Eli Mambwe

Personal information
- Born: 18 July 1982 (age 43) Kalulushi, Zambia
- Height: 1.75 m (5 ft 9 in)
- Weight: 65 kg (143 lb)

Sport
- Country: Zambia
- Sport: Badminton

Medal record
Men's badminton
Representing Zambia
All-Africa Games
| Silver medal – second place | 2007 Algiers | Men's singles |
| Bronze medal – third place | 2007 Algiers | Mixed doubles |
Africa Team Championships
| Bronze medal – third place | 2006 Rose Hill | Men's team |

= Eli Mambwe =

Zambian badminton player (born 1982)

Eli Mambwe (born July 18, 1982, in Kalulushi) is a Zambian badminton player. He won a silver medal for the men's singles at the 2007 All-Africa Games in Algiers, Algeria, losing out to the host nation's Nabil Lasmari.

At the 2006 Commonwealth Games in Melbourne, Mambwe competed in the men's singles, as well as the mixed doubles event. In the singles, he was defeated in the first round by New Zealand's John Moody, with a score of 10–21 and 14–21. Playing with Olga Siamupangila, he lost in the first round of the mixed doubles, against New Zealand pair, Craig Cooper and Lianne Shirley, with a score of 11–21 and 18–21.

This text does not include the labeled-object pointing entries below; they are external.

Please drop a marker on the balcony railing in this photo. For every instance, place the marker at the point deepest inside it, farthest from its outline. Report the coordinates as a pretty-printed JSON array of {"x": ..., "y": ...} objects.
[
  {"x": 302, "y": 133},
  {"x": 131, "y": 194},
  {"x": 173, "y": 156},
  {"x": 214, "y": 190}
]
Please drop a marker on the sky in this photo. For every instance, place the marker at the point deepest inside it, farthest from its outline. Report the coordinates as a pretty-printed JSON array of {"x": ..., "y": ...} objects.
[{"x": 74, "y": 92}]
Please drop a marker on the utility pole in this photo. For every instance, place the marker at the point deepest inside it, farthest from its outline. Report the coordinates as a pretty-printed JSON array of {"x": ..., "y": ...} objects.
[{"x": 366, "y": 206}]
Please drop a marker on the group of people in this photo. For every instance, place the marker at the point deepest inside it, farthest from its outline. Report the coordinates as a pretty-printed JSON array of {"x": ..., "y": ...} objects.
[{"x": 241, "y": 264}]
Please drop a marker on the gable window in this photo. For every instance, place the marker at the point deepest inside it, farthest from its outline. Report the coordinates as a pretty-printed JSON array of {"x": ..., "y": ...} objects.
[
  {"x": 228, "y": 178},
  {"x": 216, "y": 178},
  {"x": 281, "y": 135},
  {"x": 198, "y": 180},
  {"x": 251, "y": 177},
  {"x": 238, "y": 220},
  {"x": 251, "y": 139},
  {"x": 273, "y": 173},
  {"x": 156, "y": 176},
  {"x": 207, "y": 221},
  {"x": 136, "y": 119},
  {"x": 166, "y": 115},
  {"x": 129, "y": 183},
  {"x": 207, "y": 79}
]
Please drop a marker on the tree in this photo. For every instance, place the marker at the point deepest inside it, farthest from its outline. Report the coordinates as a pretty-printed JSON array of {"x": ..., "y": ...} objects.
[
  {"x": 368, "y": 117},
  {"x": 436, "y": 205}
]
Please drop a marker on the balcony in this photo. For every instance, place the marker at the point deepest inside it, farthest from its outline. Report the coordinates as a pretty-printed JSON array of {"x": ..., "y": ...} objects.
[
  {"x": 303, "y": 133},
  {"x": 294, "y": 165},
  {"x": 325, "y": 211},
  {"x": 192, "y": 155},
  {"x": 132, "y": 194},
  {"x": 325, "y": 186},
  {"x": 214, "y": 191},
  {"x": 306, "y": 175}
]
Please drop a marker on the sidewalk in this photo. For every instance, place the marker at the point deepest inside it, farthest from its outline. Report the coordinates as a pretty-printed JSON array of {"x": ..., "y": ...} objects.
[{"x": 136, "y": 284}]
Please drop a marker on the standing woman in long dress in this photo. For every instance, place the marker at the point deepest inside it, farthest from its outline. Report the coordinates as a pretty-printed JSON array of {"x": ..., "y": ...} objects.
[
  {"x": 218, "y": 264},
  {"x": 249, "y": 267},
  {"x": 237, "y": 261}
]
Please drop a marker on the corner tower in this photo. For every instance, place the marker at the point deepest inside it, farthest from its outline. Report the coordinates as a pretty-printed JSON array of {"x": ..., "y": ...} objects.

Mambwe competed at the 2008 Summer Olympics in Beijing, China, after accepting a tripartite commission invitation into the men's singles by the International Badminton Federation. He was also the first badminton player to represent Zambia at the Olympics. He received a bye into the second round of the competition, before losing out to France's Erwin Kehlhoffner, with a score of 15–21, 17–21.

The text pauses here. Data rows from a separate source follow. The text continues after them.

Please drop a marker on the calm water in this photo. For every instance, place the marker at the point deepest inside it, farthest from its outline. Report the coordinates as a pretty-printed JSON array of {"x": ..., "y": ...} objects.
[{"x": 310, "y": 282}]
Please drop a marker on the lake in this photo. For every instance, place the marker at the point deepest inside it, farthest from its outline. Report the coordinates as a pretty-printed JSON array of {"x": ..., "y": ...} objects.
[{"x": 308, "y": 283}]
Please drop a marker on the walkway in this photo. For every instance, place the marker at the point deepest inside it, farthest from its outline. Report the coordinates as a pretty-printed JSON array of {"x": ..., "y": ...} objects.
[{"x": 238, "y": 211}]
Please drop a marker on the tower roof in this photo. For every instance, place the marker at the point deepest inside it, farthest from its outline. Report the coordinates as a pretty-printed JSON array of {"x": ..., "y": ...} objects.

At the 2010 Commonwealth Games in Delhi, Mambwe competed in three different badminton events. In the men's singles, he was not able to redeem himself and improve his performance from the previous games, as he lost once again in the first round to Martyn Lewis of Wales, with a two-set score of 19–21 and 16–21. By the following day, Mambwe paired up with Juma Muwowo in the men's doubles, where his pair was strongly defeated by the English pair, Anthony Clark and Nathan Robertson, with a unanimous score of 8–21 and 12–21. Few hours later, he played again with Olga Siamupangila in the mixed doubles, where they beat the Jamaican pair, Garron Palmer and Alya Lewis, with a three-set score of 14–21, 21–17, and 21–17. He and his partner fought against the Singaporean pair Chayut Triyachart and Yao Lei in the second round, with a score of 21–11, but they eventually retired before the second set, when Mambwe had a pulled hamstring muscle during the game.